One of the things that always draws me to Kirsten Dunst is her vulnerability. Even when she is playing characters with harder exteriors, she allows you to latch onto something that permits you to stay with the people she’s playing. In Jane Campion’s hypnotic, The Power of the Dog, Dunst is permitted to be the most open and vulnerable that we’ve ever seen her, and she may receive her first Oscar nomination.
Dunst plays Rose Gordon, the owner of an inn and a mother to Kodi Smit-McPhee’s Peter. She is swept off her feet by Jesse Plemons’ George, but she isn’t used to the luxurious life she’s introduced to. Along with that comes George’s brother, Phil, and he makes his angry feelings towards Ruth very known. When Phil gets closer to Peter, Rose begins to unravel and she turns to alcohol.

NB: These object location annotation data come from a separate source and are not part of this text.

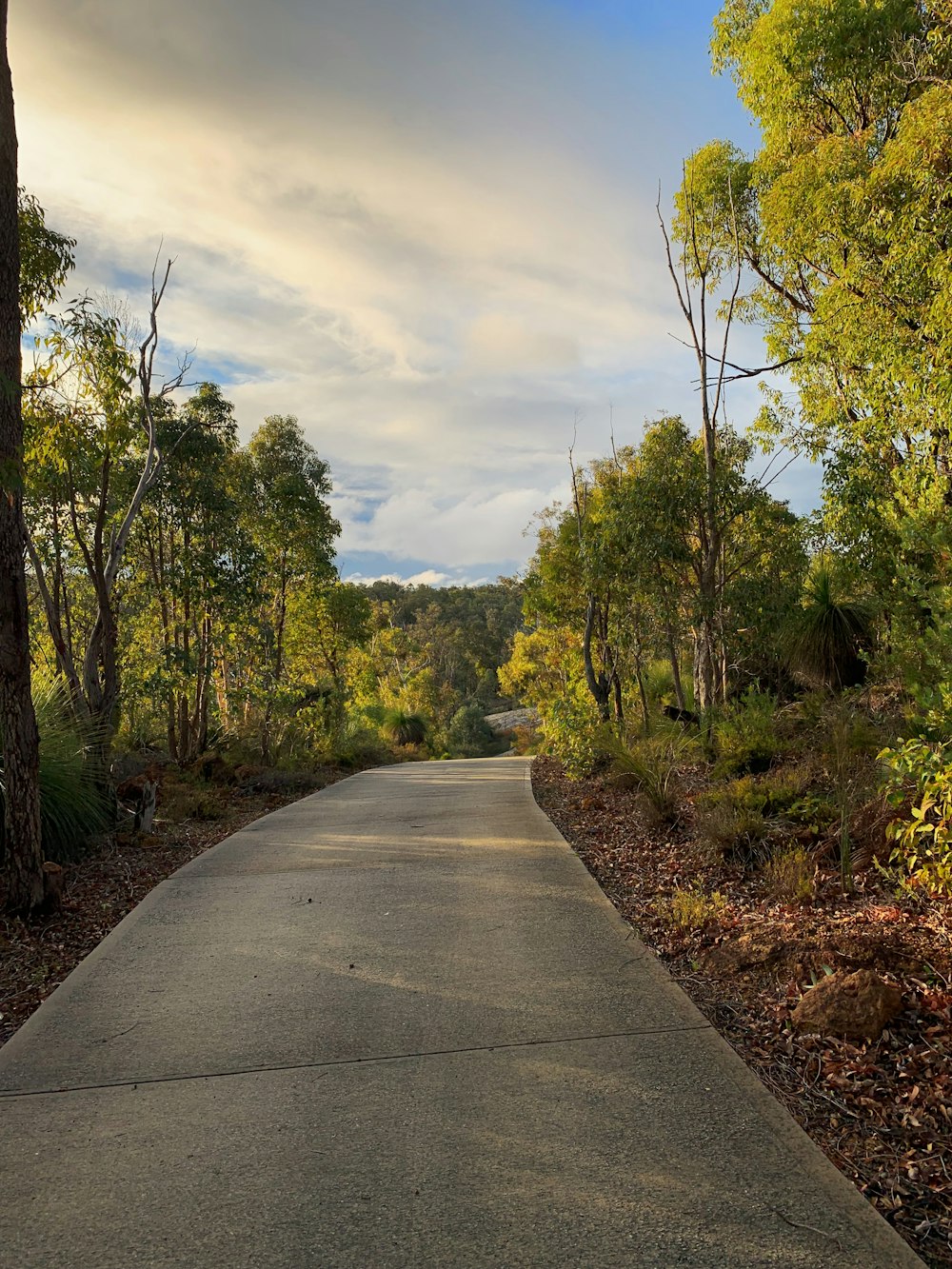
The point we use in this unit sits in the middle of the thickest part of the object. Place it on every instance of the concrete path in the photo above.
(396, 1024)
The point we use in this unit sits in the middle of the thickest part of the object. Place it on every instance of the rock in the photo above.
(745, 952)
(509, 720)
(855, 1005)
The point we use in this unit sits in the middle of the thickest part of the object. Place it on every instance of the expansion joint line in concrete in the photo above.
(11, 1094)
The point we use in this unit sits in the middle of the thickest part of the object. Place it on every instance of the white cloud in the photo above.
(426, 228)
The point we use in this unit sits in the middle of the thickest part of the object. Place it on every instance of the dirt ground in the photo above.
(106, 883)
(882, 1111)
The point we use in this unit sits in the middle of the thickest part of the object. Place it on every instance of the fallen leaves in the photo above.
(883, 1111)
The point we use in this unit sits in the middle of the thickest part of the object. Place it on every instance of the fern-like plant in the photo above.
(829, 633)
(404, 728)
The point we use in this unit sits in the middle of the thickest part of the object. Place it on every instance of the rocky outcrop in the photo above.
(509, 720)
(855, 1005)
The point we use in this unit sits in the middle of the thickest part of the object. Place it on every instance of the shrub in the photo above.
(692, 909)
(918, 785)
(74, 806)
(790, 875)
(746, 736)
(573, 734)
(358, 745)
(654, 764)
(731, 830)
(830, 633)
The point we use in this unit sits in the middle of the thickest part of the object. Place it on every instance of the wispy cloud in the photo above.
(426, 228)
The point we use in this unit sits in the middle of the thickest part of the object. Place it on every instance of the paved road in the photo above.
(396, 1024)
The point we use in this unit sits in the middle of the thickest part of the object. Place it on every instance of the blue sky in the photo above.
(426, 229)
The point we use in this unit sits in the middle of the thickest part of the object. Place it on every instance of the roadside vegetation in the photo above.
(746, 715)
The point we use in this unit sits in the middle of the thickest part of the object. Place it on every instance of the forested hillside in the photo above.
(183, 591)
(749, 712)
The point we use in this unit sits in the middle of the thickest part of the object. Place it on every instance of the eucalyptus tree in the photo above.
(704, 267)
(23, 860)
(843, 222)
(293, 529)
(200, 568)
(93, 457)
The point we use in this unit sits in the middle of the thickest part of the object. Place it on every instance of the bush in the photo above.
(74, 806)
(654, 764)
(731, 830)
(468, 734)
(918, 785)
(746, 736)
(791, 875)
(573, 732)
(358, 745)
(692, 909)
(404, 728)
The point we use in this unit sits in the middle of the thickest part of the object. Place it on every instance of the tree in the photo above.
(23, 860)
(707, 255)
(295, 530)
(844, 222)
(198, 565)
(87, 426)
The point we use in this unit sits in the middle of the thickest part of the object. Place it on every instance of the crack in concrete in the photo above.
(11, 1094)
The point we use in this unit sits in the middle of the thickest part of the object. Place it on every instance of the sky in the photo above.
(426, 228)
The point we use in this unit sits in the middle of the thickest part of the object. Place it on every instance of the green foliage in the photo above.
(746, 735)
(918, 785)
(46, 259)
(790, 875)
(730, 829)
(654, 762)
(72, 803)
(468, 734)
(829, 633)
(692, 909)
(574, 734)
(738, 819)
(404, 728)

Early on in the film, Rose comments that she doesn’t like drinking when a group of rowdy guests enter her in, and it’s fascinating to see how depressed she gets to to the point of reaching for the bottle. Dunst and I also talk about how she might react if Peter vocalized his feelings about how he is different. Despite her faults and what she succumbs to, a lot of young people could use the acceptance and love that Rose gives to her son. Dunst has worked with a lot of incredible directors (we briefly admire The Virgin Suicides at the top of our chat), but this could be her finest hour yet.